Reddi Miras

21 Temmuz 2014 Pazartesi

Bazen, “Bu CHP’nin işi gerçekten çok zor” diyorum. Ne yapsa, ne etse bir şekilde kendilerini suçlu konuma getirmeyi başarıyorlar ya, işte o zaman aklım duruyor. Mesela, Gazze ile ilgili bir çıkış yapıyorlar. El cevap, Dersim’den giriliyor, Yassı Ada’dan çıkılıyor ve gündem bir anda değişebiliyor.
CHP, bir şekilde son dönemde yaşanan hukuksuzluklara laf etmeye kalkıyor, 17 Aralık süreci ile ilgili konuşmaya çalışıyor. El cevap, cemaat ile muhalefeti işbirliği yapmakla suçluyor; İsmet İnönü’nün Adnan Menderes’e yaptıklarını sıralıyor ve gündem bir şekilde değişebiliyor.
CHP, Kürt sorunu ile ilgili olarak ilk raporları kendilerinin hazırladığını ve içinde bütün sosyal hakların olduğunu söylemeye çalışıyor. El cevap, İstiklal Mahkemeleri’nden giriliyor, Devlet Güvenlik Mahkemeleri’nden çıkılıyor ve gündem bir şekilde değişebiliyor.
CHP, Soma ile ilgili olarak o üzücü olay yaşanmadan önce, “Meclis’te konuyu gündeme getirdik” diyor. Sayın Başbakan, 1800’ler ve 1900’lerdeki yaşanmış maden kazalarından örnekler veriyor ve ülkemizde daha önceki yaşanmış ölümlü olayları anlatıyor. Kimse soruyu bile hatırlamıyor.
CHP, Suriye’de yaşanan olaylarla ilgili hükümetinin yanlış politikaları ile ilgili olarak bir açıklama yapmaya kalkıyor. El cevap, “Türkiye, Ortadoğu’nun sorunlarından uzak durmak adına bölgeye uzak durdu diye suçlanıyor” diyor, ama arkadaş kimse, “oralarda neler oluyor?” diye sorma gereğini duymuyor.
CHP, belediyelerdeki yolsuzluklarla ilgili olarak bir konuda konuşma gereğini hissettiğinde, önüne İSKİ skandalı getiriliyor.
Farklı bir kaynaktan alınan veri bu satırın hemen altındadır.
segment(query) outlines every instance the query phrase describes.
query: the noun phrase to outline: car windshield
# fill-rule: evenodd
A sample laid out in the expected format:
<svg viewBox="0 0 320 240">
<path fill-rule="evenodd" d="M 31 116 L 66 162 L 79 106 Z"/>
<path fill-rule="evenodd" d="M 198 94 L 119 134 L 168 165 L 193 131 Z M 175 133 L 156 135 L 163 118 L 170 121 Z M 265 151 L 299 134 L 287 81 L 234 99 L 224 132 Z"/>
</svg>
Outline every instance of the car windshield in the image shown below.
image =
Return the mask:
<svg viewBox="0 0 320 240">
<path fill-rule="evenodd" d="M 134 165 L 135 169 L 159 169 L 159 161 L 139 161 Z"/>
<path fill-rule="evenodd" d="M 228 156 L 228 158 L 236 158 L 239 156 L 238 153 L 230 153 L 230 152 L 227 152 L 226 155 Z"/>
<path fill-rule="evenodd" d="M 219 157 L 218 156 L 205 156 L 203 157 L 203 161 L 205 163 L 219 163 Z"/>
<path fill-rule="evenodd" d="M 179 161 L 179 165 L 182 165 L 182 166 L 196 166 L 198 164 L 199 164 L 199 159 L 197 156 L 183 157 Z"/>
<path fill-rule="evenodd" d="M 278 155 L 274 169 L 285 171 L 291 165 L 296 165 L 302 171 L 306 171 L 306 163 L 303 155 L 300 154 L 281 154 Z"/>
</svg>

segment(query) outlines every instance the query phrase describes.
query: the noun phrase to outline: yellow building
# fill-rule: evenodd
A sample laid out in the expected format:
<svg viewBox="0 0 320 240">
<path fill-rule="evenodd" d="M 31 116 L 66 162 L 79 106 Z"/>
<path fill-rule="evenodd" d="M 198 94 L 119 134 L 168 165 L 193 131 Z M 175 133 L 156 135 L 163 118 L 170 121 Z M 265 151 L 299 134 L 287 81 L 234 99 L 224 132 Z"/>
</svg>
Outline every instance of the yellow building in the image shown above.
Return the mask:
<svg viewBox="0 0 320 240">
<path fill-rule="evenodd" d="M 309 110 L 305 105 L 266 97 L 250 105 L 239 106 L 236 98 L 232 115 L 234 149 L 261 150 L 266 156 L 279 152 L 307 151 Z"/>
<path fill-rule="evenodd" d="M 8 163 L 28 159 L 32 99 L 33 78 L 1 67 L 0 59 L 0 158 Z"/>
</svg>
Kimse ne alaka diyemiyor.
CHP, hükümetin içindeki bazı bakanların yaptığı iddia edilen yolsuzluklarla ilgili gensoru veya Meclis araştırması açılması ile ilgili olarak Meclis’te faaliyetlerde bulunmaya çalışıyor ama karşısına, “Zaten siz Adnan Menderes’i de böyle suçlayarak ipe götürdünüz” deniyor.
CHP, dinin siyasete alet edilmesiyle ilgili olarak belli bir platformda açıklama yapmaya çalışıyor, karşısına “Zaten siz, Arapça ezanı yasaklamıştınız, camileri ahıra çevirmiştiniz” deniyor.
CHP, ormanla ilgili bir konu açmaya kalktığında, ormancı türküsü sizin döneminizde yaşandı, İkinci Dünya Savaşı ile ilgili olarak “insanları karneye bağladınız”, Musul’la ilgili konuşmaya kalktığında ise, “Zaten siz Lozan’da vermiştiniz…”, Yunanistan deseniz o zaman da, “On iki adayı siz zaten almadınız” diyorlar.
Ben CHP’nin yerinde olsam üç tane seçenekten birini tercih eder ve uygulardım. Ya partiyi kapatır, baştan bir parti kurar ve kimseye hesap vermezdim. Ya, “kardeşim ben size bugünün hesabını soruyorum, dedemin hesabını benden niye soruyorsun?” derdim. Ya da parti kalsın diyorsanız, reddi miras yapardım.
Ama siyaset yaptığım yer ve mekân önemli değil diyorsanız, bugünün hesabını korkmadan cesaretle sormaya devam ederdim ve atalarımı hatalarıyla sevdiğimi söyleyerek gülüp geçerdim. Bir ülkede en eski sivil toplum örgütleri futbol kulüpleri oluyorsa, zaten reddedecek bir siyasal miras da oluşmamış demektir.